Using yield return to Find Errors in a Log File

public static IEnumerable<LogError> FindErrors(string logFilePath, HashSet<string> errorKeywords)
{
    using (var reader = new StreamReader(logFilePath))
    {
        int lineNumber = 0;
        while (!reader.EndOfStream)
        {
            string line = reader.ReadLine();
            lineNumber++;

            if (errorKeywords.Any(keyword => line.Contains(keyword)))
            {
                yield return new LogError
                {
                    ErrorLine = line,
                    LineNumber = lineNumber
                };
            }
        }
    }
}

In this example, the method reads a large log file line by line and checks if any of the keywords match. When a match is found, it returns a LogError object with the relevant line and its line number. This method uses yield return, which means that each LogError is returned individually without keeping all results in memory.

For example, how you can call the FindErrors method and process each error:

var errorKeywords = new HashSet<string> { "ERROR", "Critical", "Exception" };

foreach (var error in FindErrors(@"C:\logs\app_log.txt", errorKeywords))
{
    Console.WriteLine($"Found error: {error.ErrorLine} at line {error.LineNumber}");
}

This code will print each error as it’s found, keeping memory usage low since only one LogError is held in memory at a time.

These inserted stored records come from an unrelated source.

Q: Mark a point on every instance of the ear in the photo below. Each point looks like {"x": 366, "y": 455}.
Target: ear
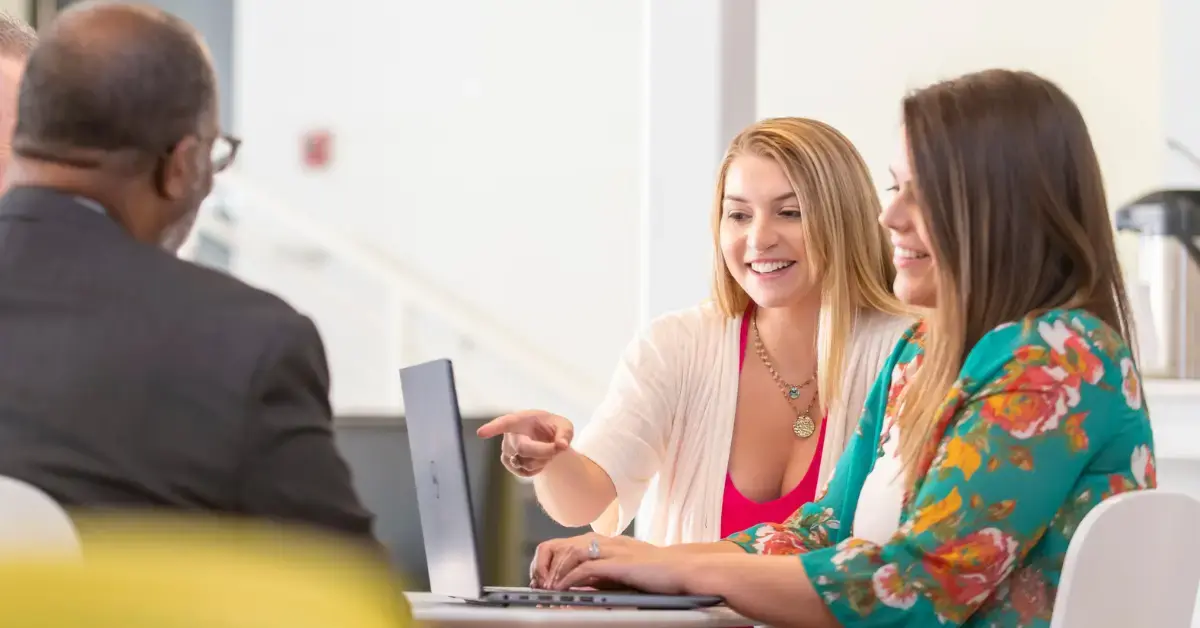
{"x": 183, "y": 167}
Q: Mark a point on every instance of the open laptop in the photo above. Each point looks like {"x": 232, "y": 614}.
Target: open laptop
{"x": 439, "y": 468}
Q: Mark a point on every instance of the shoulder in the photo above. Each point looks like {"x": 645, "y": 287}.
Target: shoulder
{"x": 203, "y": 299}
{"x": 880, "y": 332}
{"x": 205, "y": 292}
{"x": 1073, "y": 340}
{"x": 700, "y": 324}
{"x": 1061, "y": 352}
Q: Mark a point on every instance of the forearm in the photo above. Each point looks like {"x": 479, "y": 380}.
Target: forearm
{"x": 773, "y": 590}
{"x": 574, "y": 490}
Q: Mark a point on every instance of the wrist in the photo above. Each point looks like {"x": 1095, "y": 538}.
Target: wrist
{"x": 705, "y": 574}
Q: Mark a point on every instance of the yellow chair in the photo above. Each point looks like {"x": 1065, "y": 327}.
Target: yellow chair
{"x": 187, "y": 574}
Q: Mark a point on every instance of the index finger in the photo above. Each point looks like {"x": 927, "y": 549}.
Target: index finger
{"x": 517, "y": 423}
{"x": 587, "y": 573}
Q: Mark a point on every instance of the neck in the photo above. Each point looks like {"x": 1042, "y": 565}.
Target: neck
{"x": 90, "y": 184}
{"x": 790, "y": 334}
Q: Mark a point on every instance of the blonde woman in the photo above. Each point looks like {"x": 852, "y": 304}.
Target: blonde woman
{"x": 1001, "y": 419}
{"x": 733, "y": 412}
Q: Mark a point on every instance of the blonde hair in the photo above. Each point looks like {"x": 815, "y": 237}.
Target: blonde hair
{"x": 847, "y": 250}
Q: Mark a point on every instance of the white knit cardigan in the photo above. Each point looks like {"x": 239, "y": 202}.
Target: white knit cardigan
{"x": 664, "y": 430}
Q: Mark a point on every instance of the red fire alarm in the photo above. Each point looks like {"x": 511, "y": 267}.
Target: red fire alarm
{"x": 317, "y": 149}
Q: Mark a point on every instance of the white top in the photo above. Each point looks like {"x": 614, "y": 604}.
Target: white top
{"x": 663, "y": 434}
{"x": 880, "y": 504}
{"x": 881, "y": 501}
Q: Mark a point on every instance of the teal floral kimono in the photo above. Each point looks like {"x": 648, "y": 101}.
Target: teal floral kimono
{"x": 1045, "y": 420}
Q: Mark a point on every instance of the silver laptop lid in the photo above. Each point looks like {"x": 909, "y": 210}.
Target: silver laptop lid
{"x": 439, "y": 470}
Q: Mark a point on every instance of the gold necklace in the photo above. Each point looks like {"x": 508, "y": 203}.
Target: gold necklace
{"x": 803, "y": 426}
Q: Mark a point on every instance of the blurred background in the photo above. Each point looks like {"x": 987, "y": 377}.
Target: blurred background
{"x": 521, "y": 185}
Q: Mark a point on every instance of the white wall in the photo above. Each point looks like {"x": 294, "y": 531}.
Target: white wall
{"x": 16, "y": 7}
{"x": 491, "y": 145}
{"x": 495, "y": 147}
{"x": 851, "y": 63}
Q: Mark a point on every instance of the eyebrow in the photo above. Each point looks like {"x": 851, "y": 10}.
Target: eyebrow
{"x": 789, "y": 196}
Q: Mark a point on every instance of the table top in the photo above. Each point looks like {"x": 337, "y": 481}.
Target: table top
{"x": 447, "y": 612}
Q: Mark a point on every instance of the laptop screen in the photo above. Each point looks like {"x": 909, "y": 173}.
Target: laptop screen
{"x": 439, "y": 471}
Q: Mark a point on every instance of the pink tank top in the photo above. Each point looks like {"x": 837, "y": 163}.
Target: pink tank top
{"x": 739, "y": 513}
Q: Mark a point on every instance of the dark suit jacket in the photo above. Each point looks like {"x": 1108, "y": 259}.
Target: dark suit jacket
{"x": 130, "y": 378}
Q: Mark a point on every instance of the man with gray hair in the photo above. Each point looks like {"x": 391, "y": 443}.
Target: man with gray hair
{"x": 130, "y": 378}
{"x": 17, "y": 41}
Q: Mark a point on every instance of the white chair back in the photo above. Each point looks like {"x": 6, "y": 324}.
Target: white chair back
{"x": 31, "y": 521}
{"x": 1134, "y": 561}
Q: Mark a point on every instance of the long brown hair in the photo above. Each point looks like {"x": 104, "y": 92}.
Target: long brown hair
{"x": 846, "y": 246}
{"x": 1014, "y": 205}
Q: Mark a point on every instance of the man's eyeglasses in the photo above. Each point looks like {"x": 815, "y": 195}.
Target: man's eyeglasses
{"x": 225, "y": 150}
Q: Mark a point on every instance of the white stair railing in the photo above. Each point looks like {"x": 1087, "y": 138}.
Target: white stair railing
{"x": 237, "y": 198}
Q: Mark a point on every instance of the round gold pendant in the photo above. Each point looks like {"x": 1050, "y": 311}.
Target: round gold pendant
{"x": 804, "y": 426}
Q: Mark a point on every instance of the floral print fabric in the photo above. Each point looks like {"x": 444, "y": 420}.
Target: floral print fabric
{"x": 1045, "y": 420}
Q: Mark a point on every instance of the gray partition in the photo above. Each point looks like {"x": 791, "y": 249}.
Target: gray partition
{"x": 377, "y": 450}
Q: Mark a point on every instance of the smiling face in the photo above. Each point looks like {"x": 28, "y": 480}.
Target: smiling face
{"x": 762, "y": 235}
{"x": 912, "y": 252}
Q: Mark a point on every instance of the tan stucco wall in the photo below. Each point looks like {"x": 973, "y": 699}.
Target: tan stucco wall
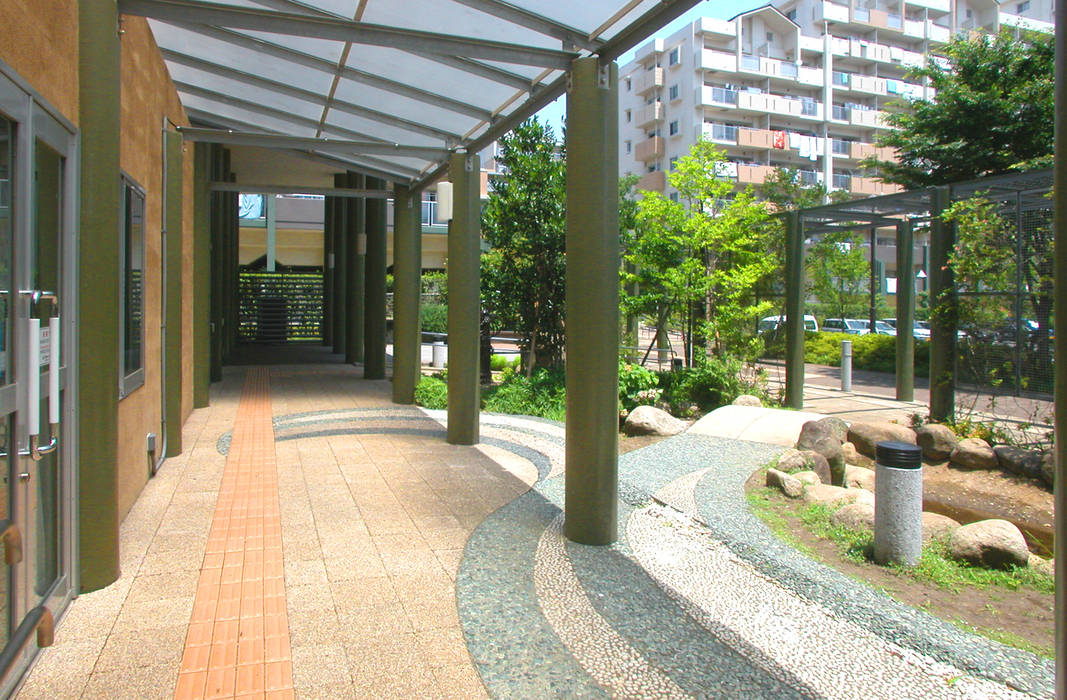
{"x": 147, "y": 97}
{"x": 38, "y": 40}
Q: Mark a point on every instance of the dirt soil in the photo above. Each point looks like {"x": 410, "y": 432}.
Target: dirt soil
{"x": 1024, "y": 613}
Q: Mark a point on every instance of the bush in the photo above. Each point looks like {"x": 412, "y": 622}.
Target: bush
{"x": 637, "y": 386}
{"x": 434, "y": 318}
{"x": 432, "y": 392}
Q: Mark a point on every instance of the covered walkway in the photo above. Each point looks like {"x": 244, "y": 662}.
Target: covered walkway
{"x": 315, "y": 540}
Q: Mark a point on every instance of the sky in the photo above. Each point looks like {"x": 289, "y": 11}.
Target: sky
{"x": 718, "y": 9}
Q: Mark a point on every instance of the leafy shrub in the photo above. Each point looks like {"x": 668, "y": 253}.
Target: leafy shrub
{"x": 432, "y": 392}
{"x": 434, "y": 318}
{"x": 637, "y": 386}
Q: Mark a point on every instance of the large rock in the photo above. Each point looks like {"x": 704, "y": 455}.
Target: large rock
{"x": 650, "y": 420}
{"x": 855, "y": 516}
{"x": 974, "y": 454}
{"x": 865, "y": 435}
{"x": 937, "y": 441}
{"x": 991, "y": 543}
{"x": 937, "y": 526}
{"x": 1016, "y": 460}
{"x": 786, "y": 483}
{"x": 859, "y": 477}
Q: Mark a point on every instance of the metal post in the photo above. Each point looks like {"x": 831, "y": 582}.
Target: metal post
{"x": 407, "y": 275}
{"x": 943, "y": 316}
{"x": 592, "y": 303}
{"x": 464, "y": 302}
{"x": 354, "y": 283}
{"x": 905, "y": 312}
{"x": 794, "y": 311}
{"x": 373, "y": 320}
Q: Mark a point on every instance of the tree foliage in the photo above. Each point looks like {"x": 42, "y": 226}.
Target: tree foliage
{"x": 523, "y": 275}
{"x": 992, "y": 112}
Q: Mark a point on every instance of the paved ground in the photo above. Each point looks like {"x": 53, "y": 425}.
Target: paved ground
{"x": 409, "y": 568}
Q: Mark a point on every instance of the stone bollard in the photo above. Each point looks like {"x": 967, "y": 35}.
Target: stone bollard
{"x": 846, "y": 365}
{"x": 897, "y": 504}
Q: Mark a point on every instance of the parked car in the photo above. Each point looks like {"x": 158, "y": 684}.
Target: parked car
{"x": 771, "y": 323}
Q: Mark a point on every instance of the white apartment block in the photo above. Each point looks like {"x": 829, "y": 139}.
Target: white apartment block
{"x": 801, "y": 83}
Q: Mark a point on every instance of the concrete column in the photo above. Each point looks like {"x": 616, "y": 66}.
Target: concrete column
{"x": 407, "y": 283}
{"x": 336, "y": 209}
{"x": 98, "y": 272}
{"x": 373, "y": 320}
{"x": 592, "y": 303}
{"x": 905, "y": 313}
{"x": 173, "y": 228}
{"x": 794, "y": 312}
{"x": 464, "y": 299}
{"x": 202, "y": 274}
{"x": 943, "y": 313}
{"x": 354, "y": 284}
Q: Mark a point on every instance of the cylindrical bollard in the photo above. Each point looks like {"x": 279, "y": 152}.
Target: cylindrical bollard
{"x": 846, "y": 365}
{"x": 897, "y": 503}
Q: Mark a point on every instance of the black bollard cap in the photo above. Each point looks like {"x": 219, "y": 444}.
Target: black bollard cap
{"x": 901, "y": 456}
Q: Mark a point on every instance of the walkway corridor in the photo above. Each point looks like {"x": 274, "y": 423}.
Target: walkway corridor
{"x": 317, "y": 541}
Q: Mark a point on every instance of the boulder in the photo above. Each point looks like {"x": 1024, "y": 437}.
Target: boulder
{"x": 650, "y": 420}
{"x": 990, "y": 543}
{"x": 974, "y": 454}
{"x": 789, "y": 484}
{"x": 865, "y": 435}
{"x": 817, "y": 463}
{"x": 853, "y": 456}
{"x": 1042, "y": 566}
{"x": 1016, "y": 460}
{"x": 859, "y": 477}
{"x": 855, "y": 516}
{"x": 937, "y": 526}
{"x": 937, "y": 441}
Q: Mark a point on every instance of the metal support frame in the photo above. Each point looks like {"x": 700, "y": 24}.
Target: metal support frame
{"x": 373, "y": 320}
{"x": 794, "y": 311}
{"x": 905, "y": 312}
{"x": 592, "y": 303}
{"x": 407, "y": 276}
{"x": 464, "y": 300}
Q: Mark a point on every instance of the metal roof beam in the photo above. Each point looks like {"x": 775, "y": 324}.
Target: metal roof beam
{"x": 307, "y": 95}
{"x": 327, "y": 145}
{"x": 343, "y": 30}
{"x": 532, "y": 20}
{"x": 352, "y": 74}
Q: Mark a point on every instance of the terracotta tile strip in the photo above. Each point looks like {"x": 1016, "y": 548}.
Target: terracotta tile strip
{"x": 238, "y": 639}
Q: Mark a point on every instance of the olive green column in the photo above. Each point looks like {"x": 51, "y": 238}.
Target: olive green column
{"x": 905, "y": 313}
{"x": 943, "y": 312}
{"x": 407, "y": 281}
{"x": 373, "y": 321}
{"x": 174, "y": 302}
{"x": 336, "y": 216}
{"x": 592, "y": 303}
{"x": 98, "y": 273}
{"x": 464, "y": 300}
{"x": 202, "y": 274}
{"x": 794, "y": 311}
{"x": 355, "y": 285}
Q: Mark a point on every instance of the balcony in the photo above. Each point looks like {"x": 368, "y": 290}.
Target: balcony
{"x": 649, "y": 149}
{"x": 653, "y": 181}
{"x": 649, "y": 114}
{"x": 648, "y": 81}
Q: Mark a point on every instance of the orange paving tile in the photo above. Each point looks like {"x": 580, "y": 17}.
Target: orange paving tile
{"x": 238, "y": 639}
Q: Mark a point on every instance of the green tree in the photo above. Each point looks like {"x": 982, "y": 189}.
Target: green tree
{"x": 992, "y": 112}
{"x": 524, "y": 223}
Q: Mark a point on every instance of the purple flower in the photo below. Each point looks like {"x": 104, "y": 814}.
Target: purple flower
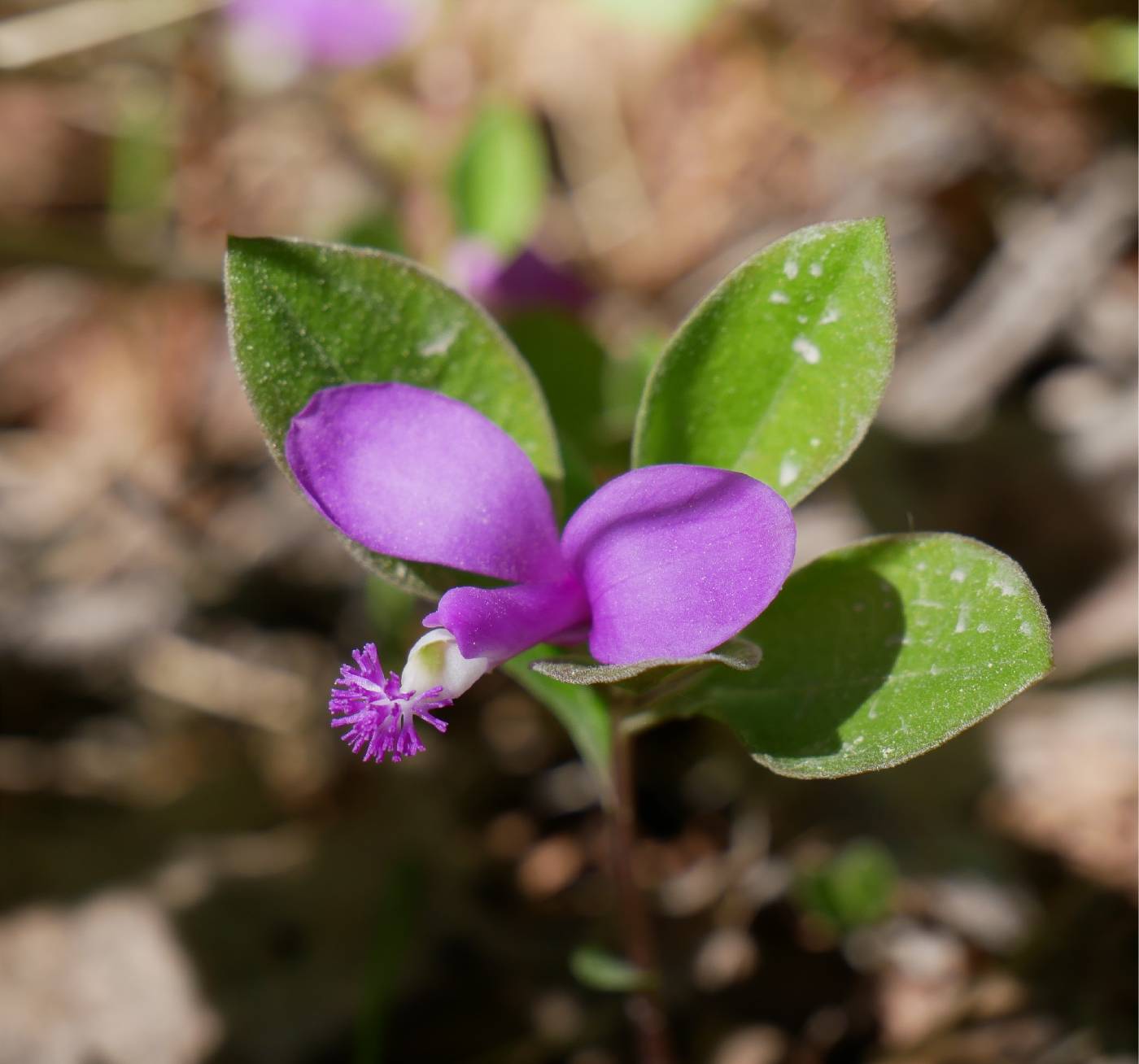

Performance Comparison: Memory Usage of yield return vs. Creating a Full List

To understand the efficiency of yield return, let’s compare its memory usage against a version that creates a complete collection of results first, like a list.

Using yield return to Generate GUIDs

public static IEnumerable<string> GenerateGuids(int count)
{
    for (int i = 0; i < count; i++)
    {
        yield return Guid.NewGuid().ToString();
    }
}

// Save GUIDs to a file
System.IO.File.WriteAllLines(@"C:\temp\guids.txt", GenerateGuids(10000000));

In this case, the method generates GUIDs one at a time and writes them directly to a file, keeping memory usage minimal. After running the memory profiler, the process used a maximum of 12 MB of memory.

Creating a Full List of GUIDs

Now, let’s see what happens when we create the entire list of GUIDs first:

public static List<string> GenerateGuidsList(int count)
{
    var list = new List<string>();
    for (int i = 0; i < count; i++)
    {
        list.Add(Guid.NewGuid().ToString());
    }
    return list;
}

// Save GUIDs to a file
System.IO.File.WriteAllLines(@"C:\temp\guids.txt", GenerateGuidsList(10000000));

Here, the method generates all GUIDs at once and then writes the entire list to a file. After profiling this approach, we find that the process uses a massive 1.5 GB of memory and spikes close to 2 GB.

Memory Usage Comparison

MethodTotal Memory AllocatedMax Memory Usage at Any Given Time
Using yield return915 MB12 MB
Creating the Entire Collection at Once> 1 GB> 1 GB

As you can see, the difference is significant. The version using yield return kept memory usage under control, using just 12 MB at peak, whereas the method that generated the full list used far more memory, hitting close to 2 GB. This clearly demonstrates how yield return can be used to reduce memory consumption when dealing with large datasets.

When working with large datasets, using yield return can dramatically reduce memory usage by returning data one item at a time rather than holding everything in memory at once.